We submitted five drug design queries to GPT-5.5 (OpenAI), Gemini 3.1 Pro (Google), Claude Sonnet 4.6 (Anthropic), and BioMate. Across 20 responses, large language models produce scientifically plausible reasoning but diverge on factual specifics (T01: three different bispecific formats; T02: three different LNP moieties; T03: two different editor classes) and cannot execute pipelines, query live atlases, or emit structured output files.
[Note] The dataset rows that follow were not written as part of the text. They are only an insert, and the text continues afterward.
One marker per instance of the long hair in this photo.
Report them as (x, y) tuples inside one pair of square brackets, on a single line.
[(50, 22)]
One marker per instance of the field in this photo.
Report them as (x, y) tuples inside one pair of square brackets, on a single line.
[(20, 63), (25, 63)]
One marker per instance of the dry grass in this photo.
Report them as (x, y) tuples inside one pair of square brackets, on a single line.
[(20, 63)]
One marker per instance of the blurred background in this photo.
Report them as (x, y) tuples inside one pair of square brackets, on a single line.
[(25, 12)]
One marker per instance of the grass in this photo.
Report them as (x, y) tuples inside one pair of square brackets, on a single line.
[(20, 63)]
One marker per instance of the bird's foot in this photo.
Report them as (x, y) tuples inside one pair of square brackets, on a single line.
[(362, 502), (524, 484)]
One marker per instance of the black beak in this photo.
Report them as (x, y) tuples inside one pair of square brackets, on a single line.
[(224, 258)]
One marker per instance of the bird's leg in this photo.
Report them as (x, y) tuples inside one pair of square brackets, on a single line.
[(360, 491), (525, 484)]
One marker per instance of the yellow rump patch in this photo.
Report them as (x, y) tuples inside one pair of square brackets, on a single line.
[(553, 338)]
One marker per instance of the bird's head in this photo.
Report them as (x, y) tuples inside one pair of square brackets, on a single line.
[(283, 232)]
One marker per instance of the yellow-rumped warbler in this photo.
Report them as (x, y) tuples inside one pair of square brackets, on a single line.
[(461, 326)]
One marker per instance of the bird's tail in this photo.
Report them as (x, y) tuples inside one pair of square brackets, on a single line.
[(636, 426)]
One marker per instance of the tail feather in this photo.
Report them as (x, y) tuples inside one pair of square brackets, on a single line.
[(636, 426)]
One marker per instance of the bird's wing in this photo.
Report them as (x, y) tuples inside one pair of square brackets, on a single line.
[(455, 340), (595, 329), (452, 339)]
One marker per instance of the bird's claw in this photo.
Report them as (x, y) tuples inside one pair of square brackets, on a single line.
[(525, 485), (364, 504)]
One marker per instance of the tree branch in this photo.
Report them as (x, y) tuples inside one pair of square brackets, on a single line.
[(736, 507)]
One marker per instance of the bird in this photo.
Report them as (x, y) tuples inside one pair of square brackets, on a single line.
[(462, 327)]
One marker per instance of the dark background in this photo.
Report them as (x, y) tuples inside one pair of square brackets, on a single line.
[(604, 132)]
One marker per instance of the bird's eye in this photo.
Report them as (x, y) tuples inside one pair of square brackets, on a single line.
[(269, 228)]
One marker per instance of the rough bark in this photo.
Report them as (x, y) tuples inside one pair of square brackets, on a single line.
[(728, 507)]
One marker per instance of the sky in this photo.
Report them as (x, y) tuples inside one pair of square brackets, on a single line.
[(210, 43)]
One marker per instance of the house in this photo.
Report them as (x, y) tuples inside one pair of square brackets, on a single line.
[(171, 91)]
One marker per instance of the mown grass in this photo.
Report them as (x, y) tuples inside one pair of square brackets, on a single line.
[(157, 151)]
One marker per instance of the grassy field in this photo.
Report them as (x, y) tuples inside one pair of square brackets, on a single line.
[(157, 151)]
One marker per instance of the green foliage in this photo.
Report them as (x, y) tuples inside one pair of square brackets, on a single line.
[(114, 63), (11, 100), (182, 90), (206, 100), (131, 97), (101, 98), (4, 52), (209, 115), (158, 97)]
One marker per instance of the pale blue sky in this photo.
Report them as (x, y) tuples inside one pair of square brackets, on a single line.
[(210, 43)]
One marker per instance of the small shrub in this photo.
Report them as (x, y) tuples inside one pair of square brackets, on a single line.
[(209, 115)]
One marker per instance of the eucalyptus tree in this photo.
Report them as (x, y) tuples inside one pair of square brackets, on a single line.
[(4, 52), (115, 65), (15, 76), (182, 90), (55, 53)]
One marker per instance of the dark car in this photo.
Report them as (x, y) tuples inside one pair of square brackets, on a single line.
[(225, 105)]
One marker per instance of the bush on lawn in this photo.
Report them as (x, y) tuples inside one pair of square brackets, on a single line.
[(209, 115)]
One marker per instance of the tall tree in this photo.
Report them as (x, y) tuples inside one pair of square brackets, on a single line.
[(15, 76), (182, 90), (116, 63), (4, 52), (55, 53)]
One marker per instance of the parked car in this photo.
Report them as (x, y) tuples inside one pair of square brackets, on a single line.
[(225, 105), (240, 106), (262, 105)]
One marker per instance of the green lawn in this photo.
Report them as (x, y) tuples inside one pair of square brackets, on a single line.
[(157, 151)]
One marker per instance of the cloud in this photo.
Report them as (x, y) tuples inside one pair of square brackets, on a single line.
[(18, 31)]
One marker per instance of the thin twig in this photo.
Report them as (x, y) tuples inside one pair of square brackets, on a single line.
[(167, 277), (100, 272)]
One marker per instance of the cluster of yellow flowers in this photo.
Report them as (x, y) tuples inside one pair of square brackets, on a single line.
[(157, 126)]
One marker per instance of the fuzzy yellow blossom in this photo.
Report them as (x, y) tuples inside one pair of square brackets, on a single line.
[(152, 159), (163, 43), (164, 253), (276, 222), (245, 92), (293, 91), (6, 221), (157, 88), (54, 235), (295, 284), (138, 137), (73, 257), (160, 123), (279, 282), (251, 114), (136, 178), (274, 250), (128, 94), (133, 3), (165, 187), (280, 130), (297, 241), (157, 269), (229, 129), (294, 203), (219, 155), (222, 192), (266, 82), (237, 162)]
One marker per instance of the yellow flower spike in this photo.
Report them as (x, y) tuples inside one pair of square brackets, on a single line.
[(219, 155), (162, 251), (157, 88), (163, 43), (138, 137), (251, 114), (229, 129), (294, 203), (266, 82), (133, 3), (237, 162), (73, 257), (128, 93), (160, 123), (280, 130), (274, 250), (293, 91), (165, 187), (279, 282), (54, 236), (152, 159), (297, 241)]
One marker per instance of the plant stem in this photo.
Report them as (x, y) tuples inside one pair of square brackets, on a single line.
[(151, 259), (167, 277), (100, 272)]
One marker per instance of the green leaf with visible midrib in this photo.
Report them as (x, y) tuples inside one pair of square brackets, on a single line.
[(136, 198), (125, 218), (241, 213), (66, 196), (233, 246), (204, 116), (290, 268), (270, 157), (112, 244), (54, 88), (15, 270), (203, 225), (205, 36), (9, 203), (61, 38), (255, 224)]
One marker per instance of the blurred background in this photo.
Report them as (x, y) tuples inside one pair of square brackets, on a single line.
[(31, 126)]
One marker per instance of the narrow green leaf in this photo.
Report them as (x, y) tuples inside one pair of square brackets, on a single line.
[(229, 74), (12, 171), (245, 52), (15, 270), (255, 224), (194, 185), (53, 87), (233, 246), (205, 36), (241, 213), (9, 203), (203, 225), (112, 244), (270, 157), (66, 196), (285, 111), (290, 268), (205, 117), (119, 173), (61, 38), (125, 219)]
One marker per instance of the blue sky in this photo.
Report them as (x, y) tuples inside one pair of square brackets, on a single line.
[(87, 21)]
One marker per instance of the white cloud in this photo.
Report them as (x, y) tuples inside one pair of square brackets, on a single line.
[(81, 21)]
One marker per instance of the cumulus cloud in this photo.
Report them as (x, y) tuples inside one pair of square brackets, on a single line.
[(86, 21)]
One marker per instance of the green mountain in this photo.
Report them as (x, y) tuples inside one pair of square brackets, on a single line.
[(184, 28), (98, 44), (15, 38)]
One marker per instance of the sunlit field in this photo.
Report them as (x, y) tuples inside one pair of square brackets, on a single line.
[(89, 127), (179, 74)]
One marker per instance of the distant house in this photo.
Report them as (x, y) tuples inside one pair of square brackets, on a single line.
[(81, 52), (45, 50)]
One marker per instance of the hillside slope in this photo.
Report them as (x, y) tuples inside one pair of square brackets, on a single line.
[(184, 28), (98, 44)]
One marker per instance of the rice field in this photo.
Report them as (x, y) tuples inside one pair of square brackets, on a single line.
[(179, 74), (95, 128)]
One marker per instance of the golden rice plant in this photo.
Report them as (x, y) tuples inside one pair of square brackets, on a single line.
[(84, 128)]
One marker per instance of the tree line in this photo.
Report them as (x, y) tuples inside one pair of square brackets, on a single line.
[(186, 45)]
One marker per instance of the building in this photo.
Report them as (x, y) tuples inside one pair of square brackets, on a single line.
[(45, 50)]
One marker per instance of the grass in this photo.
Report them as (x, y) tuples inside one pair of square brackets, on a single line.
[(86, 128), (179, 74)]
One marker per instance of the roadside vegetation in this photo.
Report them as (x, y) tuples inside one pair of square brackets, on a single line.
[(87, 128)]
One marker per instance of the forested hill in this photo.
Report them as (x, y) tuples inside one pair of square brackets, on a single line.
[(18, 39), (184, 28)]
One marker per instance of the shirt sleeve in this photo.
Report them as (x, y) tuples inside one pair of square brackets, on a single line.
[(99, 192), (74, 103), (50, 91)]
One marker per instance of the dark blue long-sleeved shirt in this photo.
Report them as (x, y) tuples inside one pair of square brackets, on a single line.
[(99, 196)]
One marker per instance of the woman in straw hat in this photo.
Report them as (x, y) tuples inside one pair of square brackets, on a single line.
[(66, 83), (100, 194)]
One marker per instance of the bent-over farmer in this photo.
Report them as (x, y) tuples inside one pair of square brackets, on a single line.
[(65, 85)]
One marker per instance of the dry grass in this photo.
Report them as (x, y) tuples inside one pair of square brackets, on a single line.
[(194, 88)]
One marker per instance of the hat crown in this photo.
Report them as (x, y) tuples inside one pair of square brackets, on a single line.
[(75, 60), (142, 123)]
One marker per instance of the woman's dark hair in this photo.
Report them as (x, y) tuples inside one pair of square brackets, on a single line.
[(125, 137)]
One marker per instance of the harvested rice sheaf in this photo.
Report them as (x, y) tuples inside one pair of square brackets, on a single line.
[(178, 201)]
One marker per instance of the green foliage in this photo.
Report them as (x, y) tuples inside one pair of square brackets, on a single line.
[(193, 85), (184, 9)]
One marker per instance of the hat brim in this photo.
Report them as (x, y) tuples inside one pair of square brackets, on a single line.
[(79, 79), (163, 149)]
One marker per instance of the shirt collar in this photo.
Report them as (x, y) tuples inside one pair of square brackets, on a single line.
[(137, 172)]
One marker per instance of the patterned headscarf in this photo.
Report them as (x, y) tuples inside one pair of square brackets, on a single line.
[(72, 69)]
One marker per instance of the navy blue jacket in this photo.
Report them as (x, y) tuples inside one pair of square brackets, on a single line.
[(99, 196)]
Task, method, and gold standard
| ID | Task & query | Gold standard | Reference |
|---|---|---|---|
| T01 | PD-1×VEGF bispecific for NSCLC — score formats; rank recommendation | Tetravalent cooperative format #1; CrossMab #2. Ivonescimab (AK112): anti-VEGF IgG + anti-PD-1 scFv C-termini; cooperative avidity on dimeric VEGF is mechanistically decisive. | HARMONi-2 trial (NCT05184204) |
| T02 | In vivo CAR-T for CD19+ B-cell lymphoma — select LNP moiety; fratricide check; emit FASTA | Anti-CD8 LNP → CD8+ T cells only; zero fratricide with CD19 CAR; 1,485 AA FMC63-CD8α-CD28-CD3ζ construct. Basis: Capstan CPTX2309. | Nawaz et al., Nat Biotechnol 2023 |
| T03 | PCSK9 base editing for hypercholesterolemia — editor class, gRNA, delivery; compare VERVE-101/102 | ABE8.8; exon1/intron1 splice donor (A•T→G•C antisense, GT→GC); NGG PAM; VERVE-101 LFT = hepatic LNP-IV class effect, not program-specific. | Musunuru et al., Nature 2021;593:429 |
| T04 | GLP-1 modalities for MASH — rank semaglutide, tirzepatide, retatrutide, orforglipron | Retatrutide #1 for MASH (GLP1R+GIPR+GCGR triple agonist). GCGR hepatocyte-dominance is mechanistically decisive. Indication flip: T2D → tirzepatide #1. | SYNERGY-NASH trial (NCT05232513) |
| T05 | BCMA in multiple myeloma — rank 7 modalities from 26-tissue expression scan | CAR-T #1; Bispecific #2; ADC #3; naked mAb insufficient. Validated against 7 landmark FDA oncology approvals (2021–2024) across BCMA, DLL3, Claudin18.2, TROP2, HER2×HER3, FRα, GPRC5D. | Raje et al. NEJM 2019; Usmani et al. Nat Med 2022 |
All queries run June 16, 2026. Same prompt text sent to each system. BioMate executed on dev infrastructure with AWS Batch. Gold standards defined from published literature before queries were run.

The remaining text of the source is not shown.